Así es el Capo. Un hombre que se apellida Jaramillo y que siempre va para adelante. Tiene buenas respuestas para preguntas difíciles. Tiene palabra. Temple para las causas duras. Y está absolutamente convencido de que tiene razón.

Y como Mario Puzo, y como Ford Coppola, en un momento impreciso en la historia, el Capo encuentra los hilos de una “mano invisible” que lo maneja todo. Se trata de un poder asentado en Roma, siniestro, absoluto y ecuménico. El capo di tutti capi.

Tiene la serie de temporada muchos aciertos, y muchos defectos argumentales, fisuras de verosimilitud, escenas desbalanceadas, actores secundarios malos, poca acción cinematográfica, diálogos flojos. Pero aún así montaron la historia sobre una línea audaz.
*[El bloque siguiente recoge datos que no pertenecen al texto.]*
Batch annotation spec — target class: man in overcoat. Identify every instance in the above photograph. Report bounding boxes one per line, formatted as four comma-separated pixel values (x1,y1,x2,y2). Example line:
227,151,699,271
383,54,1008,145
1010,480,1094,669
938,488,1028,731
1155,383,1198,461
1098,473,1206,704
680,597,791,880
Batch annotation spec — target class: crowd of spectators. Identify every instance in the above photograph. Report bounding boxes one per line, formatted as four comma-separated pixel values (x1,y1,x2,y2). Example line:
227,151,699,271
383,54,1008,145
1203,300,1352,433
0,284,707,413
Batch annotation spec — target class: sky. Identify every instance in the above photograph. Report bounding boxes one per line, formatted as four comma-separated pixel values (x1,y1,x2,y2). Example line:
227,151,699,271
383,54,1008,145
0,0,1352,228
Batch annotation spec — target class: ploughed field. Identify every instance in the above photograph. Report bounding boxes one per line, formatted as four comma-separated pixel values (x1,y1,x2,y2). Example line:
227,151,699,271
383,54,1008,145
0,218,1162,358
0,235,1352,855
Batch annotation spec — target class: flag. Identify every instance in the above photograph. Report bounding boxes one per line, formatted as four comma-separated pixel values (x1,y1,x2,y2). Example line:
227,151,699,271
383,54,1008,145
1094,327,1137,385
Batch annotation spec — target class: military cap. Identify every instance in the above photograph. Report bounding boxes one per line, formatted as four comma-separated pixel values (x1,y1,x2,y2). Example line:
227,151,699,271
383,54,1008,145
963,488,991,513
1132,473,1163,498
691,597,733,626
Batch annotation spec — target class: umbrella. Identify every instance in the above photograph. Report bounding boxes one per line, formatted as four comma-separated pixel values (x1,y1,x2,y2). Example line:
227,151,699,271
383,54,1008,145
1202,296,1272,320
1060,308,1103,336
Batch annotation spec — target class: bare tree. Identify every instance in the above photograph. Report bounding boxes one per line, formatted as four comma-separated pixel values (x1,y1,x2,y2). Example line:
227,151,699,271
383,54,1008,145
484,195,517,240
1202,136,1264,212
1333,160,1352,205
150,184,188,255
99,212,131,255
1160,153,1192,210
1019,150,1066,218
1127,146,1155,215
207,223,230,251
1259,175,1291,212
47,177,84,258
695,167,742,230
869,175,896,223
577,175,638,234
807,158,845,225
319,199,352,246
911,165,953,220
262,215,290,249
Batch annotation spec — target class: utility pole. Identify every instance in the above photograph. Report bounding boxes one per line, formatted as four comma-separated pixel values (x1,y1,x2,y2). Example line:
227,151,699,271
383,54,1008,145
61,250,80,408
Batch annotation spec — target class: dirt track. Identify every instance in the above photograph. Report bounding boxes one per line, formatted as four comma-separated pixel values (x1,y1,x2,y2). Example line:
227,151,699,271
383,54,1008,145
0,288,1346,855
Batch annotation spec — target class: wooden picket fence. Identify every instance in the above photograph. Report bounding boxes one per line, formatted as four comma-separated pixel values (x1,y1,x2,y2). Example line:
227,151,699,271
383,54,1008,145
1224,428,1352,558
Y eso vale para que seamos capaces de sentarnos todos los días, una hora, entre las nueve y las diez, a ver cómo es qué Jaramillo va a quebrar el narcotráfico.

Ocioso que es uno.    

 

 

El lobo de Wall Street

El lobo de Wall Street

La maldita película trata de una manada de lobos. Gruñe, resopla, está viva, muerde. Su fuerza está en la historia, pero la historia puesta en cine llena la pantalla de una furiosa energía cinematográfica que se produce cuando Scorcese, Di Caprio y Terence Winter, el guionista, se juntan. De una manada de lobos urbanos dedicada a la especulación, al juego de trabajar con el dinero ajeno que se enseña y se aprende en Wall Street.

Es la historia de Jordan Belfort. Una crónica, todos los hechos narrados están documentados, el guión se trabajó con extractos de sus memorias. Un personaje americano.  

Es una película de escenas memorables, de momentos, de exageraciones al estilo mafioso, al parecer todos los que hacen mucho dinero y muy rápido, se parecen. Escenas intensas, humillantes, delirantes.

La memorable escena didáctica: el primer día de Jordan en Wall Street. El almuerzo de bienvenida. La lección del brooker que dará a su formación, todo lo que necesita para organizar su pandilla de mil lobos. A través del teléfono montaron la más grande operación de defraudación de fondos privados, ventas ficticias, estafa accionaria, corretaje criminal,  manipulación de valores y lavado de activos, en USA.

Primera lección: el negocio consiste en que lo que está en el bolsillo de tu cliente, pase al tuyo.

Segunda lección: mover los papeles hasta difuminar el valor, hacer que sea volátil, irreal, que no esté en la tabla de elementos.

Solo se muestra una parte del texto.